General characteristics
- Tons burthen: 105 (bm)
- Sail plan: Sloop
- Complement: circa 40
- Armament: 6 × 4–pounder guns

= HMS George (1796) =

Sloop of the Royal Navy

HMS George was a sloop that the Royal Navy acquired in 1796, probably as the acquisition of a prize. She was captured by two Spanish privateers of superior force on 3 January, 1798 in a intense engagement.

==Capture==
Lieutenant Michael Mackay sailed from Demerara on 2 January 1798 under orders from Lieutenant Stenhouse of to proceed to Martinique. The next day Mackay sighted two vessels, a schooner and a cutter. The two were flying British colours but Mackay was suspicious and prepared for action. As the cutter came within cannonshot of George the cutter hauled down her British colours and raised Spanish colours, opening fire as she did so.
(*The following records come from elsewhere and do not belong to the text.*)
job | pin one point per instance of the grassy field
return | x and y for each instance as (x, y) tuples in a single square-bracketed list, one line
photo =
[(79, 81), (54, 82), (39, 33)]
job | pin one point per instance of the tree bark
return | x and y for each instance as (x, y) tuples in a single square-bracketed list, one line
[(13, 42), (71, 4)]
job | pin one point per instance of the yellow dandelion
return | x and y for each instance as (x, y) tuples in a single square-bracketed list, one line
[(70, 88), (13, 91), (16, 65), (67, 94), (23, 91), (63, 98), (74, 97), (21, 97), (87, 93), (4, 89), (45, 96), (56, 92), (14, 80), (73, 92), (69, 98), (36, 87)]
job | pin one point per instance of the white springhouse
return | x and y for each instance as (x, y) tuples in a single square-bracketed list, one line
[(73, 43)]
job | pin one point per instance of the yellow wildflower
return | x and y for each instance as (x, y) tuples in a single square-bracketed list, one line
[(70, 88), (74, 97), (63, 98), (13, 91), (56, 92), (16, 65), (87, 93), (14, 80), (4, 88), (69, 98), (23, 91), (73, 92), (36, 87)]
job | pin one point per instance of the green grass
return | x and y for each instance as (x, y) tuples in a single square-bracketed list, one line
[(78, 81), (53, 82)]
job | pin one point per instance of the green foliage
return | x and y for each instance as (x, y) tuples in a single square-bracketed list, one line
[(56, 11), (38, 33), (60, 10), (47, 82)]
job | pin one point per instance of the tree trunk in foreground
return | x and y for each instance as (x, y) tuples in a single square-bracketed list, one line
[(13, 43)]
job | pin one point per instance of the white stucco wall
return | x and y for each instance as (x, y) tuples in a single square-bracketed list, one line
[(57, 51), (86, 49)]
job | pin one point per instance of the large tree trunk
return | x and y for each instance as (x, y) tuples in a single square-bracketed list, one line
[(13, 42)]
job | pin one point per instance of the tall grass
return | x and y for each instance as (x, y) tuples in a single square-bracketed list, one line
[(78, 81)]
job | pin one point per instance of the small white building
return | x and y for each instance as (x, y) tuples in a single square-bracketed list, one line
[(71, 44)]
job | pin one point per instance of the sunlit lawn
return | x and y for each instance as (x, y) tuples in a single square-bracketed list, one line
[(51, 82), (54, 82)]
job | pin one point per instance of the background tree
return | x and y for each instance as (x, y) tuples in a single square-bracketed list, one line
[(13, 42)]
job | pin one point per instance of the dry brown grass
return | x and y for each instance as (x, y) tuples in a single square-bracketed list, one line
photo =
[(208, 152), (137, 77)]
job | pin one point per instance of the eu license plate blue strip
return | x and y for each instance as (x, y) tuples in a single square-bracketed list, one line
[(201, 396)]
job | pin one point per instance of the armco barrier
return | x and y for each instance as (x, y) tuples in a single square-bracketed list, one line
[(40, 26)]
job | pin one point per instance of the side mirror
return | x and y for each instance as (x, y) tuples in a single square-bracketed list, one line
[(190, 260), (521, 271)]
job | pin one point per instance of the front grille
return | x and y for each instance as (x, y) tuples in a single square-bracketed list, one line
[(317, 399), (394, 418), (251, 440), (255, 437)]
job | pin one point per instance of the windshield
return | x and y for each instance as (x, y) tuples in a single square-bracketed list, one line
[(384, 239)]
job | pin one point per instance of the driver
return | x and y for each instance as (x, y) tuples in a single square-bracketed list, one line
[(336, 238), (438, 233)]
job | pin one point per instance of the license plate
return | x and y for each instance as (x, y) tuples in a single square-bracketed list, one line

The ensuing engagement lasted 40 minutes. The sloop held her own until her helmsman was killed and she lost the wind. George ran into the cutter, which grappled her. The schooner took a position off Georges starboard quarter and raked her. Georges crew repelled two boarding attempts, but on their third the Spaniards succeeded in taking possession.

British casualties, out of the 40 men on board, were eight killed (one a civilian passenger), and 17 wounded, one of the wounded being Mackay. He reported that the Spaniards had 32 men killed and several wounded. Mackay reported that the cutter carried 12 guns and 109 men, and the schooner 6 guns and 68 men.

The Spaniards took their captives to St Thomas of Oronoque, from whence the Spanish vessels had come. There the governor took good care of the wounded and the rest of the prisoners.